確かに冒険物語といってもハラハラドキドキがあるわけでもなく、意外性にも欠けるかもしれないし、目新しさもないかもしれない。しかし、そういったものがなくても最後まで飽きさせずに引っ張っていく構成力、これが素晴らしい。こういった描き方で退屈させないのって実は難しいんじゃないかな?モチロン、ところどころでクスリとさせられるエピソードがあるしね。それと、なんていうんだろ、全編を通してのホノボノさとでもいうのかな?それが感じられて、すごいホッとできるんだ。このような作品も撮れるコーエン兄弟の才能は素晴らしいと素直に感心できる。
また、登場するキャラクターの魅力的なこと。コーエン兄弟作品常連のジョン・タトゥーロやジョン・グッドマンは相変わらず期待通りの演技で、ある意味これくらいはできて当然だよな〜って感じなんだけど、ジョージ・クルーニーがこんな演技ができる人だとは思いませんでしたのよ。今回は2枚目半というか、思いっきり3枚目。あのルックスで3枚目って一歩間違えると思いっきり鼻に付くところだけど、それがそうならない。これは間違いなく彼の演技力の勝利だよね。口が達者でいつもヘアー・スタイルを気にしていて、寝るときはヘア・ネット着用なんて、「フロム・ダスク・ティル・ドーン」 のあのクールさはどこへやら。しかも今回の脱獄の目的は、宝探しじゃなくて実は別れた女房子供との再会だっていうんだから(娘が6人という設定もGood。それと、ホリー・ハンター演じる元妻とのやり取りもなんとも微笑ましい)、巻き込まれたほかの2人はいい迷惑かも(^^)。いや〜、いい役者だ。

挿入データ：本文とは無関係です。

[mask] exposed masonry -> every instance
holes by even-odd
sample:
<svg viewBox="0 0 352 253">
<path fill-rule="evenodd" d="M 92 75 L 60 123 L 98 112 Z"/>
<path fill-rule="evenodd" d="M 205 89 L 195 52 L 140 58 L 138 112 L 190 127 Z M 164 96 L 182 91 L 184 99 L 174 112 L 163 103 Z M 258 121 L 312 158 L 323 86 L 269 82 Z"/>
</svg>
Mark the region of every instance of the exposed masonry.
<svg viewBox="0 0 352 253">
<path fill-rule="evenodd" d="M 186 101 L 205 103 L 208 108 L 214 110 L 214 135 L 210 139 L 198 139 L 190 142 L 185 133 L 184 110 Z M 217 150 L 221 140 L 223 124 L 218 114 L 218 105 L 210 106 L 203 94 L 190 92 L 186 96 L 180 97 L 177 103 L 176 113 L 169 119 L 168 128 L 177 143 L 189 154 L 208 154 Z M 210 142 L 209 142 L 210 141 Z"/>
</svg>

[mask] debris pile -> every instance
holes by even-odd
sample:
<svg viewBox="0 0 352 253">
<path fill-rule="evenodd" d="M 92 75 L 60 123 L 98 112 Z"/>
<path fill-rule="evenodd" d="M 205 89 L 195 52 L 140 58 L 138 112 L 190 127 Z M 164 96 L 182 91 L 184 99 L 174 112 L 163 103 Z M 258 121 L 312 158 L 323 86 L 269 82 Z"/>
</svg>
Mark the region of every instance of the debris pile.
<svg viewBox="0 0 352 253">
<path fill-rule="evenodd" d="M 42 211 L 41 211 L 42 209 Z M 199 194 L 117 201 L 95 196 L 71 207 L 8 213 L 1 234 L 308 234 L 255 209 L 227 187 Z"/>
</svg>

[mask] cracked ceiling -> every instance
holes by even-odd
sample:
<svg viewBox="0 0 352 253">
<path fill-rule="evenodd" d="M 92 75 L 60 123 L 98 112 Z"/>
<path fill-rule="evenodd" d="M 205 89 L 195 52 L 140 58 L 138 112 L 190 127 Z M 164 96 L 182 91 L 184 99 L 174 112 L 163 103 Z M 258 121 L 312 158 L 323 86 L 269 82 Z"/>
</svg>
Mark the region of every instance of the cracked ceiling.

それから、作品全体に流れるブルーズを始めとするアメリカ南部のルーツ・ミュージック。これがまたいい。作品に上手く溶け込んで、雰囲気を盛り上げてくれる。この辺は音楽大好き人間のあたしにとってはかなりポイントが高いことだ。あ〜、あたしも"ずぶ濡れボーイズ" のレコードが欲しいよ(^^)。そういや3人組が道中で知り合う"悪魔に魂を売った"ギタリストって、舞台が1930年代のミシシッピー州だけに、間違いなくブルーズ・ギタリスト、ロバート・ジョンソンがモデルだよね。
ラストのオチも「そうきたか!」って感じで、ダムに隠したお宝の話がこのラストの伏線としてしっかり機能しているってことか。上手いね〜。コーエン兄弟、お見事!また観たいぞ。
余談ながら、前売り券のデザインには3種類あって、3枚揃えると右斜め上にあるようなデザインになるという遊び心、これまた最高!